The more African-Americans identified
as African-American the more likely
they were to show greater empathic
preference for African-Americans,
the study showed.

Initially, Chiao thought that both
African-Americans and Caucasian-Americans
would either show no pattern of in-group
bias or both show some sort of preference.

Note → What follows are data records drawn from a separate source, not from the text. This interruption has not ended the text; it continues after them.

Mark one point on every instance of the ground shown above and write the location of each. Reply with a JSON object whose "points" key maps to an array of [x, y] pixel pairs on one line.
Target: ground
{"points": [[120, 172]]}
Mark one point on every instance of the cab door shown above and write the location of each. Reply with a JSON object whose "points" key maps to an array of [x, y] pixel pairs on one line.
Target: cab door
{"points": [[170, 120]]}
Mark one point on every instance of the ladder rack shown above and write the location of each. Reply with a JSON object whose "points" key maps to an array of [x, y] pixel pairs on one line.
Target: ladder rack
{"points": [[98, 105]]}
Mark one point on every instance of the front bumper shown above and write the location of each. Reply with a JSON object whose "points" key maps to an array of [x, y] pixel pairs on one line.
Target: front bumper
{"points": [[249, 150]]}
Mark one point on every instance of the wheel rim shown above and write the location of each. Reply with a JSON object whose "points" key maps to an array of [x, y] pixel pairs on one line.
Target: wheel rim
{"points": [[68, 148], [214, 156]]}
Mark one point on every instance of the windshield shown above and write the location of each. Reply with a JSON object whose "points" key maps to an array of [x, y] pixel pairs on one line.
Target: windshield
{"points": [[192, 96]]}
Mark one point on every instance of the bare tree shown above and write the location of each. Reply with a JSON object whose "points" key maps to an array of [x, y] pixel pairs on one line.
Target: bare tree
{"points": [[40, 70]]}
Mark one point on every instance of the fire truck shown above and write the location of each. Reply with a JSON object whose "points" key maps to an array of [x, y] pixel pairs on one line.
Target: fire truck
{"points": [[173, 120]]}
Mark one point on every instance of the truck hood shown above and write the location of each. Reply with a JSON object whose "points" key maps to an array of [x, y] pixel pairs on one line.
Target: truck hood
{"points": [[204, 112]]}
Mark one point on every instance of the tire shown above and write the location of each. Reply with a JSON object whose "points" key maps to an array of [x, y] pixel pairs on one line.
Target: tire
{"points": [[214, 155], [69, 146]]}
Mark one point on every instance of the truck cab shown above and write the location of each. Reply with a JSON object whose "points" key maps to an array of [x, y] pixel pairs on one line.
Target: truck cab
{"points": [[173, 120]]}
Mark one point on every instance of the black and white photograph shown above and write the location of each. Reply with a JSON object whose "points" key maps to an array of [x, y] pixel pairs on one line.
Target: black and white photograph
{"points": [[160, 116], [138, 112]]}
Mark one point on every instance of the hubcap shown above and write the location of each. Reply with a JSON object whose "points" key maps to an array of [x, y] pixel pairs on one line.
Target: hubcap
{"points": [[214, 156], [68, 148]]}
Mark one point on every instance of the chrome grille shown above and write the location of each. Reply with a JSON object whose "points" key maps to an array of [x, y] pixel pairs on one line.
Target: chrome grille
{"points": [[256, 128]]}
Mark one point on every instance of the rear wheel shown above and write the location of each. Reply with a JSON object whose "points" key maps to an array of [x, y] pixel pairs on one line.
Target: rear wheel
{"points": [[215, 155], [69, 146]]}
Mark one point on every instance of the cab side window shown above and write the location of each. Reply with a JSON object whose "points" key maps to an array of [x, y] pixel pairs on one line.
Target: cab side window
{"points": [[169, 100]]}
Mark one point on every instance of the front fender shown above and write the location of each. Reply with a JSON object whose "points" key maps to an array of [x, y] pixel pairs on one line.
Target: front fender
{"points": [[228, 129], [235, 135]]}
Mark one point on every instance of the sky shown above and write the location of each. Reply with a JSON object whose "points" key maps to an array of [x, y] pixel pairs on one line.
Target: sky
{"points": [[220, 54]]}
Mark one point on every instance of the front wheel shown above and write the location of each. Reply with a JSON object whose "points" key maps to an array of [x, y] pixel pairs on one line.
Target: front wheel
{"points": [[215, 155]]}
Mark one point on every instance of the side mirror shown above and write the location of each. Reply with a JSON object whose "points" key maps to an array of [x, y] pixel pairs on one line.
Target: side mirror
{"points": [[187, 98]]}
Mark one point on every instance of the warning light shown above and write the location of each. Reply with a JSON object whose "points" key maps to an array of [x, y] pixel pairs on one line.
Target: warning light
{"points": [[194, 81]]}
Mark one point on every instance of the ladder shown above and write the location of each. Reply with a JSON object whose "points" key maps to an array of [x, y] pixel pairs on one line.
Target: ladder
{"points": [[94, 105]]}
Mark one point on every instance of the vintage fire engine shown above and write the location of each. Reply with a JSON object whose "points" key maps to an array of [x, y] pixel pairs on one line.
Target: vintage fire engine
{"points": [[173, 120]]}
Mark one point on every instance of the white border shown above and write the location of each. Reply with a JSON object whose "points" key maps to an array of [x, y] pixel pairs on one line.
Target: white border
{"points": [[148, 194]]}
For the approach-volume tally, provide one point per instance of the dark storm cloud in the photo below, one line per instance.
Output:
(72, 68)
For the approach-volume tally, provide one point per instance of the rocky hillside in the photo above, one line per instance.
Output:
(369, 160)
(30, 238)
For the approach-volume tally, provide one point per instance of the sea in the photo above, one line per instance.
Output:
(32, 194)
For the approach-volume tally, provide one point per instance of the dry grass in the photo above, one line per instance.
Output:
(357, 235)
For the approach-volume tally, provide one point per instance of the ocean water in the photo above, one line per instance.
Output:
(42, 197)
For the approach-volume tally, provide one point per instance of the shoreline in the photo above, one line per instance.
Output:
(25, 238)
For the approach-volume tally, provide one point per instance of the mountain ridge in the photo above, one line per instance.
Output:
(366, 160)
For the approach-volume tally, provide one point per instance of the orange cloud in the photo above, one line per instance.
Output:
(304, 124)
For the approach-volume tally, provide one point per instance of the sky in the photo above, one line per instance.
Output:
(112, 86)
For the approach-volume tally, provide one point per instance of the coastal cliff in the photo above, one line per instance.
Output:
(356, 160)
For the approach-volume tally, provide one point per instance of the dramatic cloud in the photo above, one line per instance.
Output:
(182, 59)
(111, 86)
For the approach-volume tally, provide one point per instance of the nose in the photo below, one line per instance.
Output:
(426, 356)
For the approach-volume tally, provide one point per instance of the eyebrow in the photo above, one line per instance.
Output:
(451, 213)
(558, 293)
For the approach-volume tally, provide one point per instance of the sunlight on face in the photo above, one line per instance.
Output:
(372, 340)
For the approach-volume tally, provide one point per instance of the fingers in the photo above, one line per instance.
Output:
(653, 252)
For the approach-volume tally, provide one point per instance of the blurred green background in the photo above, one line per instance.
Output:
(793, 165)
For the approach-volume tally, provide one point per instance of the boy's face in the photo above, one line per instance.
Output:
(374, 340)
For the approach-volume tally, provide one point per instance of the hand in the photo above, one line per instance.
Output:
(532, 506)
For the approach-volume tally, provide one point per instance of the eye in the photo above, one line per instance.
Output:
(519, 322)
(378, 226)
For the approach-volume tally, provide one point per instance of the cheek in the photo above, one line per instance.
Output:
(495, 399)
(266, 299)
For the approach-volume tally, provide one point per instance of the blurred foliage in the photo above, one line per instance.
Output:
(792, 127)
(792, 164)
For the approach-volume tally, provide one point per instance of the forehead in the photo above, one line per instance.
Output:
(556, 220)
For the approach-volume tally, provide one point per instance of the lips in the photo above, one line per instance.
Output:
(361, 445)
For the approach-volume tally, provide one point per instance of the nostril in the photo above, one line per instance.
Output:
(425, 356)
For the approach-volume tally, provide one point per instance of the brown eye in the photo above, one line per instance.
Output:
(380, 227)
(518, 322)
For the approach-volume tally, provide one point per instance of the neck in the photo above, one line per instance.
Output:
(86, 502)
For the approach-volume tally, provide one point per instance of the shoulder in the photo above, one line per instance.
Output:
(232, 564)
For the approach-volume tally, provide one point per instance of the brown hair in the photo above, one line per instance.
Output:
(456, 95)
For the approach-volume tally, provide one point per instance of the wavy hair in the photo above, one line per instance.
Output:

The take-home point to Chiao: our
ability to identify with another
person dramatically changes how
much we can feel the pain of another
and how much we're willing to help them.

"It's just that feeling of that person is
like me, or that person is similar to me,"
she said. "That experience can really lead
to what we're calling 'extraordinary empathy
and altruistic motivation.' It's empathy
and altruistic motivation above and beyond
what you would do for another human."

Using functional magnetic resonance imaging,
the study included an equal number of
African-American and Caucasian-American
study participants. They were shown pictures
depicting either African-American or
Caucasian-American individuals in a
painful (i.e. in the midst of a natural
disaster) or neutral (attending an
outdoor picnic).

"We think this is really interesting
because it suggests mechanisms by which
we can enhance our empathy and altruistic
motivation simply by finding ways in
which we have commonality across
individuals and across groups,"
Chiao said.

Chiao, who works at one of only two
labs in the world dedicated to cultural
and social neuroscience, is particularly
interested in how social identities
related to gender or race modulate the
biological process underlying feeling
and reason. (The Web address for the
Social and Cultural Neuroscience Lab
at Northwestern is
http://culturalneuro.psych.northwestern.edu/Lab_Website/Welcome.html
From: V on
On Wed, 14 Jul 2010 18:34:40 -0700 (PDT), Karl Ardo
<demohassan(a)yahoo.com.mx> wrote:

> Race matters on a neurological level when
>it comes to empathy for African-Americans
>in distress, according to a new
>Northwestern University study. <snip>

Old news. The Russians discovered this about 50 years ago.

It doesn't only apply to Afro-Americans. The Russians discovered that
there was a strong psychic link among ethnic Russians.